Effect of Simvastatin on Transforming Growth Factor Beta-1-Induced Myofibroblast Differentiation and Collagen Production in Nasal Polyp-Derived Fibroblasts

Background: Statins are the most commonly prescribed drugs for the treatment of hypercholesterolemia. Statins exert not only lipid-lowering but also other cellular effects, including anti-fibrotic properties. The purposes of this study were to determine the effect of simvastatin on Transforming growth factor (TGF)-β1-induced myofibroblast differentiation and collagen production in nasal polyp-derived fibroblasts (NPDFs) and to verify the mechanism of the effect of simvastatin in TGF-β1-induced myofibroblast differentiation in NPDFs.

 Methods: NPDFs were pre-treated with simvastatin with or without mevalonate or Y-27643 for two hours prior to induction by TGF-β1. The expression of α-smooth muscle actin (SMA) and collagen type IV mRNA was determined by a reverse transcription-polymerase chain reaction, and the expression of α-SMA protein was determined by immunofluoescent cytochemical staining. Total soluble collagen production was analyzed by the SirCol collagen dye-binding assay. Phosphorylation of Smad 2/3 was evaluated by Western blot analysis.

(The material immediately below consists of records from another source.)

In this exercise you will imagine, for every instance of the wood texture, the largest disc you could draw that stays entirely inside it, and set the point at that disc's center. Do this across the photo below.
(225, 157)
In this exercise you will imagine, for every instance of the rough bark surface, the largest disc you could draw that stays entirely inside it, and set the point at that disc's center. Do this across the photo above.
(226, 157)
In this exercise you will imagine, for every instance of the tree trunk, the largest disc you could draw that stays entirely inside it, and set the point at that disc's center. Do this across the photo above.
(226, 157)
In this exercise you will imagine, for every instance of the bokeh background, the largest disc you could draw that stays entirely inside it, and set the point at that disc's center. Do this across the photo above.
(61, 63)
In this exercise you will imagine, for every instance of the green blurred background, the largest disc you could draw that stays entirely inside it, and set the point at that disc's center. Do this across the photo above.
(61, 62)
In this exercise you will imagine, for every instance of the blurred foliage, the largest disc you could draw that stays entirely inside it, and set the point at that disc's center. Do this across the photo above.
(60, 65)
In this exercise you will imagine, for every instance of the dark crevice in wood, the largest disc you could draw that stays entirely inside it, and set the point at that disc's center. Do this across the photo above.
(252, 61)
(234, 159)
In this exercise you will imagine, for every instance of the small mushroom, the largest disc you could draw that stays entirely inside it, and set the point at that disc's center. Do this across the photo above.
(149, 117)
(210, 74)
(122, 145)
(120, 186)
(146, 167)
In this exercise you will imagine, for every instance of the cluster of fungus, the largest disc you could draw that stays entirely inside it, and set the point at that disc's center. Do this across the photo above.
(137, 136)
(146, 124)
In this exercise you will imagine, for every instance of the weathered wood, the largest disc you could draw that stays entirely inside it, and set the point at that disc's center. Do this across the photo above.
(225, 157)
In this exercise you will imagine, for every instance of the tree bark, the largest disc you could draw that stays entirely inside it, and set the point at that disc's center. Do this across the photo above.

Results: In TGF-β1-induced NPDFs, simvastatin significantly inhibited the expressions of α-SMA and collagen type IV mRNA and reduced α-SMA and collagen protein levels. Pre-treatment with mevalonate reversed the effect of simvastatin. The expression of α-SMA mRNA and protein was significantly decreased by pre-treatment with Y-27632. The TGF-β1-induced expression of pSmad 2/3 protein was notably decreased by pre-treatment with simvastatin.

Conclusions: We showed that simvastatin inhibits TGF-β1-induced myofibroblast differentiation (expression of α-SMA) and collagen production in NPDFs and Rho/Rock and TGF-β/Smad signaling is involved as an underlying mechanism. The results of our study suggest that simvastatin is a possible candidate for the suppression of nasal polyp formation.